Yair Lapid, ministro das Relações Exteriores de Israel foi mais além dizendo que “este foi um crime internacional”, e perguntou “o que a comunidade internacional vai fazer a respeito? O direito internacional ainda existe? O mundo tem a capacidade e a vontade de aplicá-la? Se a resposta for sim, então o mundo precisa agir agora.” Caso contrário, “será cada um por si”.
O Irã conta com isso, e com razão – especialmente tendo em vista a decisão da União Europeia de enviar o diplomata Enrique Mora à cerimônia de posse de Raisi. E uma vez que Raisi anunciou que “certamente negociará para suspender as sanções”, a presença de Mora, mesmo tendo sido relegado a um banco de trás da cerimônia de posse, significa que a UE está tão ansiosa para voltar ao Acordo Nuclear como os Estados Unidos. E ataques letais de drones a navios comerciais para a UE são questões menores.
A imagem do representante europeu sentado atrás do Hamas e da Hezbollah mostra que a liderança iraniana quer reforçar a ilusão americana de que só um acordo que irá suspender as sanções poderá trazer o Irã para a mesa de negociações e a ilusão de que os aiatolás continuam firmes e fortes dentro de casa.
No dia 26 de julho, o Comandante da Guarda Revolucionária iraniana, Hossein Salami declarou que “todo o mundo muçulmano se tornou uma arena de jihad e os arrogantes [americanos] estão fugindo”. Ele disse que “o Líbano e a Hezbollah agora estão fortes e capazes contra os sionistas, e toda vez que o inimigo se mover, a Hezbollah o cortará pela raiz”. Salami continuou dizendo que os inimigos “devem saber que a nação iraniana não desistirá do Islã e da revolução por causa de cortes de energia ou falta de água … O povo do Irã tem mostrado nestes dias que é leal aos ideais do Islã e dos da revolução”.
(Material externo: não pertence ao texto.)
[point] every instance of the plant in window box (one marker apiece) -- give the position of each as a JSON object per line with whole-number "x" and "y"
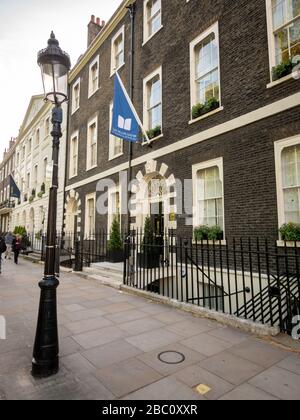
{"x": 115, "y": 243}
{"x": 284, "y": 69}
{"x": 201, "y": 109}
{"x": 207, "y": 233}
{"x": 290, "y": 232}
{"x": 151, "y": 247}
{"x": 154, "y": 132}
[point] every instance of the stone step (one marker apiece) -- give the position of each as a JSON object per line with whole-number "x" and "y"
{"x": 106, "y": 270}
{"x": 104, "y": 281}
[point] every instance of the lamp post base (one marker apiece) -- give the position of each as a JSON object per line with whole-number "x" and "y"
{"x": 45, "y": 360}
{"x": 44, "y": 369}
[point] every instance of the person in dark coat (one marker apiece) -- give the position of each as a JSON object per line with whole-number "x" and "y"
{"x": 16, "y": 247}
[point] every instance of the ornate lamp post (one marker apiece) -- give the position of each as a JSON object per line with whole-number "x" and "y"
{"x": 55, "y": 65}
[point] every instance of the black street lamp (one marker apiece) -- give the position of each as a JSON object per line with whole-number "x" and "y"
{"x": 55, "y": 65}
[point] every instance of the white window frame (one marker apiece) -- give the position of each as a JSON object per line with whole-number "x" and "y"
{"x": 271, "y": 40}
{"x": 146, "y": 35}
{"x": 157, "y": 72}
{"x": 89, "y": 165}
{"x": 113, "y": 68}
{"x": 47, "y": 129}
{"x": 75, "y": 85}
{"x": 110, "y": 216}
{"x": 87, "y": 231}
{"x": 112, "y": 138}
{"x": 195, "y": 169}
{"x": 37, "y": 137}
{"x": 212, "y": 29}
{"x": 71, "y": 167}
{"x": 91, "y": 91}
{"x": 279, "y": 147}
Salami parecia não entender que as imagens das pessoas protestando contra o regime corrupto e repressivo conseguiram chegar ao Twitter e mostrar a discrepância entre suas palavras e o que se passava na rua de baixo. Mesmo assim ele disse algo que acredita ser verdade: que “hoje, o Irã está ditando os termos sobre os quais uma superpotência como a América retornará ao acordo nuclear, e isso indica a autoridade exercida pelo Irã islâmico”.
Biden e seus companheiros europeus não devem provar que esta corja está correta. Chegou a hora de tirar proveito das rachaduras na armadura deste regime.
Mas se conhecemos Biden, isso não vai acontecer num futuro próximo. E neste caso, Israel terá que agir sozinha. Esperemos que o primeiro-ministro Naftali Bennett e seu novo governo estejam à altura da tarefa e que a oposição se una a ele nesta empreitada.